O homem gordo deu um passo à frente, tremendo por inteiro.

Sua mão coberta de sangue se ergueu e apontou, não para o rosto do suposto chefe dos monstros, mas para a mão dele.

"A-abaixem suas armas", a voz de Vorn falhou enquanto obedecia completamente à instrução em sua cabeça. "Curvem-se diante deste Senhor... ou ele vai deixar aquela barricada da frente cair."

O Líder dos Aventureiros franziu a testa, confuso.

Antes que seus olhos conseguissem seguir a direção indicada pelo dedo de Vorn, movi minha pata.

Uma leve batida da minha garra sobre a pele áspera da palma do Hobgoblin.

Toc.

Imediatamente, o braço musculoso do monstro se moveu.

O Hobgoblin ergueu lentamente a palma da mão, levando-me cada vez mais alto até que minha posição ficasse alinhada com seu próprio rosto feroz.

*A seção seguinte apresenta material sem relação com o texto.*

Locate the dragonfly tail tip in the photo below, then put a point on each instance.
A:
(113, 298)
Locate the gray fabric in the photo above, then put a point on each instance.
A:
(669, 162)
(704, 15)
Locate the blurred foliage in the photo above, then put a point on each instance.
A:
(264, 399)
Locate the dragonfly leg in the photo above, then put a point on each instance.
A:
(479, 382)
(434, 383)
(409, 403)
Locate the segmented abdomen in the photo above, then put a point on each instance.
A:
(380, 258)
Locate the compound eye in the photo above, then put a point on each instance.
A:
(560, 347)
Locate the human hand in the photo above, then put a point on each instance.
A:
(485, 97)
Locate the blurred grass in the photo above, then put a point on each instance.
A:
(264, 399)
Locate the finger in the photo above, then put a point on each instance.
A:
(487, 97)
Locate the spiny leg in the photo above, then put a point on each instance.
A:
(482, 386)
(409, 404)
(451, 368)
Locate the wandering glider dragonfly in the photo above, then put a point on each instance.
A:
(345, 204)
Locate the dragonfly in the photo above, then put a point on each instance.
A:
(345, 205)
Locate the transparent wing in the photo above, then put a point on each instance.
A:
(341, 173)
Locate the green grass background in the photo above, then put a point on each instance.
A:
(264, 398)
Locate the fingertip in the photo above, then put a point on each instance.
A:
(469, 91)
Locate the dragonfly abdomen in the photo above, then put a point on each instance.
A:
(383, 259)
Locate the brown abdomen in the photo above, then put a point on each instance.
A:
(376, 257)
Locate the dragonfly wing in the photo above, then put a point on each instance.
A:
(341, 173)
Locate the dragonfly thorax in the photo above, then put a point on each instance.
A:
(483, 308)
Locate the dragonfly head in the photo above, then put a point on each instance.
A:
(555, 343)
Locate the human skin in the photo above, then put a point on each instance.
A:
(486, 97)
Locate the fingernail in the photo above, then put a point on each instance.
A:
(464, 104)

O Líder dos Aventureiros, que até então mantinha os olhos aterrorizados fixos no rosto do Hobgoblin, foi obrigado a olhar diretamente para mim.

Um pequeno cachorro sentado tranquilamente sobre aquela palma, encarando-o de cima com frieza.

Foram necessários alguns segundos para que o cérebro do homem processasse a loucura diante dele.

O apocalipse que os cercava e aquele monstro mortal não passavam de peões de um animal de estimação.

E aquele animal agora o observava como se estivesse olhando para poeira.

Ouviu-se um tilintar metálico.

A espada escapou da mão do homem e caiu no chão com um estrondo.

À frente, a barricada de escombros finalmente desabou.

Um uivo selvagem ecoou ensurdecedor.

O cerco da Praga Verde havia terminado.

Agora começava a tomada de poder.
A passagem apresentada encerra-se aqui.